Lei non vede nessuna luce all’orizzonte?
«Ora finalmente si è capito, con il ‘sisma bonus’, cosa sia logico fare in edifici di nessun valore storico. Cioè demolire e ricostruire con le norme sismiche, dove la legge lo permette. E’ benvenuta quindi la semplificazione del commissario Legnini. Non resta che fare in modo che gli interventi siano innovativi ed abbiano una filosofia pragmatica».
Quale potrebbe essere un toccasana perché gli errori del passato non si ripetano più?
«La mia speranza è che si crei un Dipartimento presso il Ministero delle infrastrutture (Protocollo sisma) che non dipenda dalla politica ma dalla scienza sismica italiane ed Ordini competenti (come negli Stati Uniti) per realizzare un protocollo su scala nazionale aggiornato in base a realtà tecniche indiscusse».
Usciamo per un attimo dai problemi del post terremoto e approfittiamo delle sue competenze per chiederle un parere sull’incendio disastroso del grattacielo “Torre del Moro” in via Antonini a Milano che ha creato grande impressione in tutta Italia.
«Innanzitutto va sottolineato che per “saper costruire” è fondamentale aver appreso l’importanza dell’esame in ingegneria civile ‘tecnologia dei materiali’ e tutto ciò che comprende la messa in opera dei materiali edili e loro durabilità. La moda del cappotto termico introdotta con il “super bonus 110%” sembra contraddire tutta la tecnologia acquisita nei secoli in Italia. Il principio ispiratore del risparmio del consumo energetico è sicuramente valido, ma applicare il cappotto (di 10/12 cm), cioè materiale tipo polistirene, polistirolo o succedanei (di origine plastica) di nessuna consistenza, anche come pelle esterna, accoppiato con intonaco ad edifici esistenti, a mio avviso al 90% dei casi è completamente errato. Un crimine utilizzarlo in edifici nei centri storici, in facciate di pregio».

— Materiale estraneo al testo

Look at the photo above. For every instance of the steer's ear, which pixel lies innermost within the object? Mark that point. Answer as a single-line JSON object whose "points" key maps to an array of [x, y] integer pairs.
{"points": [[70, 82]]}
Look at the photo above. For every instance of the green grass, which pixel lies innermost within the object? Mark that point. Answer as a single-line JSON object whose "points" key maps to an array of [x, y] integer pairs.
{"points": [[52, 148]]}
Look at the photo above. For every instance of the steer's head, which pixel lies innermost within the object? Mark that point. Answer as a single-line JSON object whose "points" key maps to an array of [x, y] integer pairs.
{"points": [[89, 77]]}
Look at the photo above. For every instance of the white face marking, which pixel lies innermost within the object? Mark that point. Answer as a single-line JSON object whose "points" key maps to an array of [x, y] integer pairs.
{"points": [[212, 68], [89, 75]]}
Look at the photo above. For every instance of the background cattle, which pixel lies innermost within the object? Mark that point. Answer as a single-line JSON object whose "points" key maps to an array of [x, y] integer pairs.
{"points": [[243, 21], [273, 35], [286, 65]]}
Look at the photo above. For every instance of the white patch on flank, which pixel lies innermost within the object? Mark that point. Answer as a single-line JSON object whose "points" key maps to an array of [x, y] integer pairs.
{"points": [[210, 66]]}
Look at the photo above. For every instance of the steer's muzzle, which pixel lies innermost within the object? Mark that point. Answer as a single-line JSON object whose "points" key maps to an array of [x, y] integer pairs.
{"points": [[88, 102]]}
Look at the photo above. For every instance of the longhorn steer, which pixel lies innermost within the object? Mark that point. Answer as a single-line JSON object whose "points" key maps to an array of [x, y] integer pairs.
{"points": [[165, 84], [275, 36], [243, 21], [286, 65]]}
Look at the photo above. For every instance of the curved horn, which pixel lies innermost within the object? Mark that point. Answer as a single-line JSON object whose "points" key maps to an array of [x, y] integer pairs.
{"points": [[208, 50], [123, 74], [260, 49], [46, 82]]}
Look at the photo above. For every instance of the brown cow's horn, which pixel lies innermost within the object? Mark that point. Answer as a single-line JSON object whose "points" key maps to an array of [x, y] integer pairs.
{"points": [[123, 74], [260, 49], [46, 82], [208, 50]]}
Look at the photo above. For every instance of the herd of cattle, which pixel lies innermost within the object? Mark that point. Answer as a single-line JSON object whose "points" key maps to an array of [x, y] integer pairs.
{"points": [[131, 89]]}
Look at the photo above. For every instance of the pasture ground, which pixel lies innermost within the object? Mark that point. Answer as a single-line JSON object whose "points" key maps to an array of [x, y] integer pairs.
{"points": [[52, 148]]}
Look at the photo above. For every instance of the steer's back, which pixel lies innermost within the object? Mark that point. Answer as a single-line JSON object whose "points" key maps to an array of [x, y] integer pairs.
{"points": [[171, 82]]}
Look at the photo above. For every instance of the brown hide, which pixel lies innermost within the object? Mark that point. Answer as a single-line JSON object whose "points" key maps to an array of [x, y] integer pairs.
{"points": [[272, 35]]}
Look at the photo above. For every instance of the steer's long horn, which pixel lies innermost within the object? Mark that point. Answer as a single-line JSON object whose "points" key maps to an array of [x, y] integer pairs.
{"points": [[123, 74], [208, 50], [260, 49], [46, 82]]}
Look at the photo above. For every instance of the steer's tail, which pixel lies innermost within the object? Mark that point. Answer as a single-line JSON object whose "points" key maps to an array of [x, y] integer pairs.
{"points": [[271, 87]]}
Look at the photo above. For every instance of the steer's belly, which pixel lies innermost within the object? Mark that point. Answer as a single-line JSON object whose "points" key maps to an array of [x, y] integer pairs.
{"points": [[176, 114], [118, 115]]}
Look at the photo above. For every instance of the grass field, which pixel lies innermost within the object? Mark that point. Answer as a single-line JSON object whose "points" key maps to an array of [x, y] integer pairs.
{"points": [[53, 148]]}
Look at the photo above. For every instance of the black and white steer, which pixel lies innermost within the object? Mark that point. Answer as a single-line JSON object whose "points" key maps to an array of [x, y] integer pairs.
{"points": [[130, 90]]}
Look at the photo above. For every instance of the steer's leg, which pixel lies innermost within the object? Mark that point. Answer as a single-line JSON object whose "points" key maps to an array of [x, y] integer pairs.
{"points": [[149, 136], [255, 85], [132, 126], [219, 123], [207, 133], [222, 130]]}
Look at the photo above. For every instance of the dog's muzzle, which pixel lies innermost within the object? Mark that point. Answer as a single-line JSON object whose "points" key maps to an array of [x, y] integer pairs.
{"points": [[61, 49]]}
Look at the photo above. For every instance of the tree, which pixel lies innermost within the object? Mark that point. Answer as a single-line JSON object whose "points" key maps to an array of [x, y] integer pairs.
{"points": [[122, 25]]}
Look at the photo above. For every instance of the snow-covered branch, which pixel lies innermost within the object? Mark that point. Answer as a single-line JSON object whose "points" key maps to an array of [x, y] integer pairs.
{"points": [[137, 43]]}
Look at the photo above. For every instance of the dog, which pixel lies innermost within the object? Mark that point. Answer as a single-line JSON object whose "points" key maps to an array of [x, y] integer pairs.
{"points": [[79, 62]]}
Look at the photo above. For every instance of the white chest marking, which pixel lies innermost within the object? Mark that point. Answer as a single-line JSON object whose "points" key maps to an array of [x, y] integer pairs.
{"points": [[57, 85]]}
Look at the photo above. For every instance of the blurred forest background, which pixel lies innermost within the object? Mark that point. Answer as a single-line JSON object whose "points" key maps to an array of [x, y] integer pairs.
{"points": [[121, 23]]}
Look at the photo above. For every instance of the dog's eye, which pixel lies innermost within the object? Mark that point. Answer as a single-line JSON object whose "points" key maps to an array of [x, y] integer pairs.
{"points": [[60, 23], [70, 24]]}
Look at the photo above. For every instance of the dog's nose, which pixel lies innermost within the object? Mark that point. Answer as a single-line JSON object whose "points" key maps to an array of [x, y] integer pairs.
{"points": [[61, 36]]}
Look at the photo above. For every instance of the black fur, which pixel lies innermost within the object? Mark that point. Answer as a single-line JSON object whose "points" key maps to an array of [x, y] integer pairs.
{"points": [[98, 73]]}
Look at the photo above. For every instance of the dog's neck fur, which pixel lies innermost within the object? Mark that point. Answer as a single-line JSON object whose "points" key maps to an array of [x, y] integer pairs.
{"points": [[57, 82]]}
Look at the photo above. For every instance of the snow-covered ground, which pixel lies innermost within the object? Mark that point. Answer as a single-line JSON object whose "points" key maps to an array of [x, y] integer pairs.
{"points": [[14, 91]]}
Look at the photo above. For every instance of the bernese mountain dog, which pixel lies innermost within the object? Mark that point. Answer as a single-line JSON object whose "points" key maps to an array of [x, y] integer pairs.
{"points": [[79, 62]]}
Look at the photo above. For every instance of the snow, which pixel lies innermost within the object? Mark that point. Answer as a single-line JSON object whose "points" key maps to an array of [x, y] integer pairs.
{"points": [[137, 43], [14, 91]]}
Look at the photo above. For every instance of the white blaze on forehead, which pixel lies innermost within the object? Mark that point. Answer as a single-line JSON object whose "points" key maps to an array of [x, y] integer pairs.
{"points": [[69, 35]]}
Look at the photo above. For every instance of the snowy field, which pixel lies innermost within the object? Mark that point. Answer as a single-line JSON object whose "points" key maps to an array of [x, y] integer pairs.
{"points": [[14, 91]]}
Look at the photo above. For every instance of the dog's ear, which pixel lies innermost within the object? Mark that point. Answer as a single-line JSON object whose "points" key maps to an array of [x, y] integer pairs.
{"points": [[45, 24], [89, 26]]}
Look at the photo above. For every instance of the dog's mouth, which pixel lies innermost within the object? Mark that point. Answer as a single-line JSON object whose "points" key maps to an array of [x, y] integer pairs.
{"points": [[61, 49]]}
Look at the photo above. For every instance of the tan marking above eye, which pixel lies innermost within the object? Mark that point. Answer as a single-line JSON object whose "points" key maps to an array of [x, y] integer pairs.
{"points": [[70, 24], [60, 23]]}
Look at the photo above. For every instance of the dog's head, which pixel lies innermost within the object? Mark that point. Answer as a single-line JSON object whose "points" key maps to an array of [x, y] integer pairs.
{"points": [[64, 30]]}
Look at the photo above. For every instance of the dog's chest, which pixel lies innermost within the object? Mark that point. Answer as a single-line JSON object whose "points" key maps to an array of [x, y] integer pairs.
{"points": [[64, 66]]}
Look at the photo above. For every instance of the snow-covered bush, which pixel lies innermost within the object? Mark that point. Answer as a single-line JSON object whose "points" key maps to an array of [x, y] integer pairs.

Quali i motivi di questo suo giudizio negativo contro il cappotto termico?
«Spesso la messa in opera di questa pelle termica è maldestra perché non ancorata adeguatamente o addirittura incollata. L’esecuzione perfetta deve seguire un ferreo protocollo per non avere in futuro danni enormi come muffe, distaccamenti ecc. A mio giudizio il cappotto deve essere interno. Infatti i vantaggi contro la dispersione termica sono limitati con il cappotto esterno e si avranno grandissimi problemi alle costruzioni in futuro. Le facciate delle nostre costruzioni sono principalmente in muratura, sia a vista sia intonacate, perché la manutenzione a 20/25 anni risulta più facile e sicura. In altri paesi, come gli Stati Uniti, l’edilizia abitativa non intensiva si costruisce con metodologie diverse (legno, cartongesso) perché la vita media dei fabbricati è di 50 anni. L’edilizia tradizionale italiana mal digerisce questa nuova moda, a mio avviso insensata, proprio per le teorie della scienza della “Tecnologia dei materiali” (specifica per la messa in opera dei materiali edili e loro durabilità)».